Network Managers recognise that web caching can help them to manage the enormous increase in bandwidth-intensive video traffic experienced over the last decade. Because this traffic does not behave like simple HTTP web pages, some caching solutions struggle to deal with the complexity.
CACHEBOX has the intelligence to deal with this modern traffic:
Caching the same videos stored at different URLs
Almost all the major media sites use a content delivery network (CDN) to serve video content. This stores the same content at multiple URLs which means that two users could be viewing the same video from different servers.
For example, you’re looking at a video from a server in London:
http://london-23.example.com/398jkl345nmsdf3/
But your friend in the same building views it via a server in Berlin:
http://berlin-45.example.com/398jkl345nmsdf3/
The video is the same, but the URL is completely different.

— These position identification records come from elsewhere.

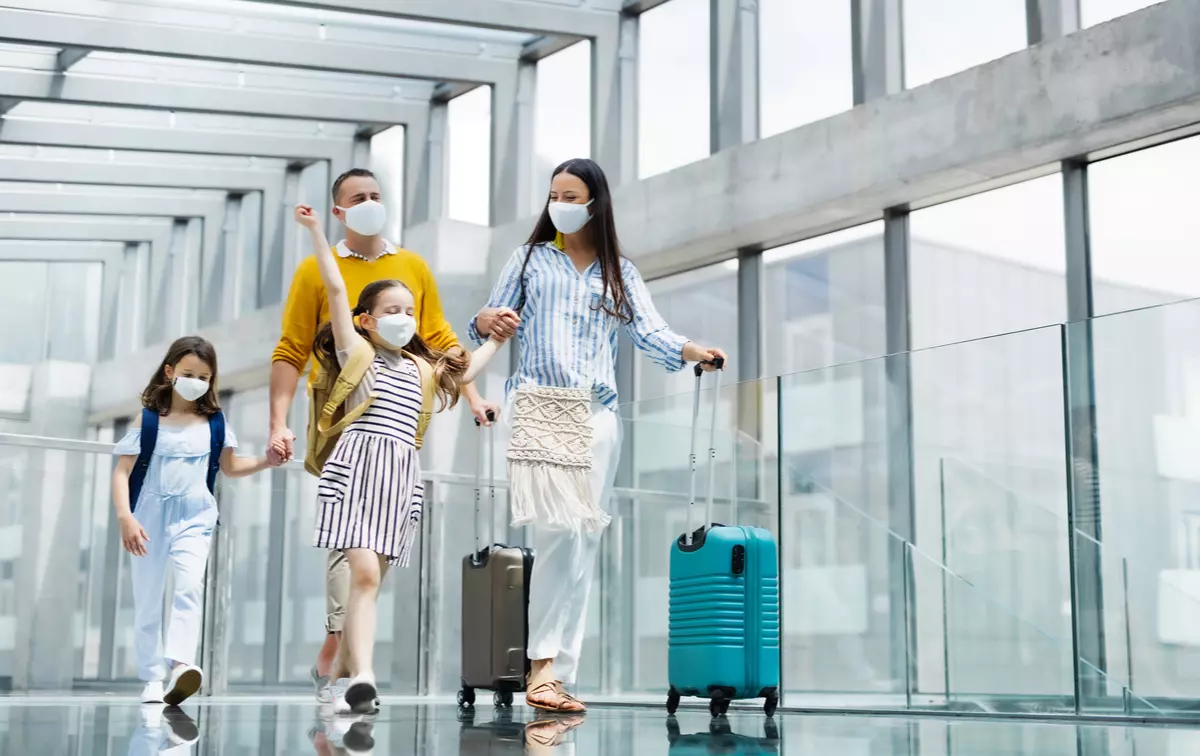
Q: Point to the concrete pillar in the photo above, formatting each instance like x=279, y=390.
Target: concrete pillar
x=733, y=81
x=250, y=251
x=527, y=88
x=877, y=48
x=615, y=100
x=111, y=306
x=505, y=149
x=47, y=571
x=1050, y=19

Many caching solutions would ‘think’ you were viewing different files because they store content based on the full URL. So you would use up your bandwidth to download the same material over and over again and your cache would be full of duplicate copies of the same video.
CACHEBOX solves the problem with custom video caching extensions especially for CDNs. It locates and serves video site content by identifying the underlying video object – regardless of which server it is requested from. This dramatically improves video caching as well as caching for other large files that are delivered over CDNs like software updates.
Changes in the way video websites deliver their content
Websites often change the rules for presenting their content which can break caching mechanisms.
To address these changes, ApplianSys creates custom video caching extensions to work with the new delivery systems. These updates are supplied automatically to our customer’s CACHEBOXes via ‘sub-system updates’. So, you don’t have to worry about monitoring and responding to the changes yourself.
Use of video controls before a download is complete
Changing a video’s resolution or using the back/forward controls can be problematic for a simple web-cache, resulting in broken controls or complete inability to display video content. In addition, when controls are used mid-stream (while the browser has not yet downloaded the entire video), the browser requests a new file with the video starting at that particular point. As a result, the storage of an unintelligent cache gets filled up with multiple copies of the same video, starting from different frames. These copies will most likely never be requested again.
CACHEBOX storage doesn’t get filled up with video fragments that have little chance of ever being served again. So CACHEBOX needs smaller storage than competing solutions to achieve the same performance – saving you money.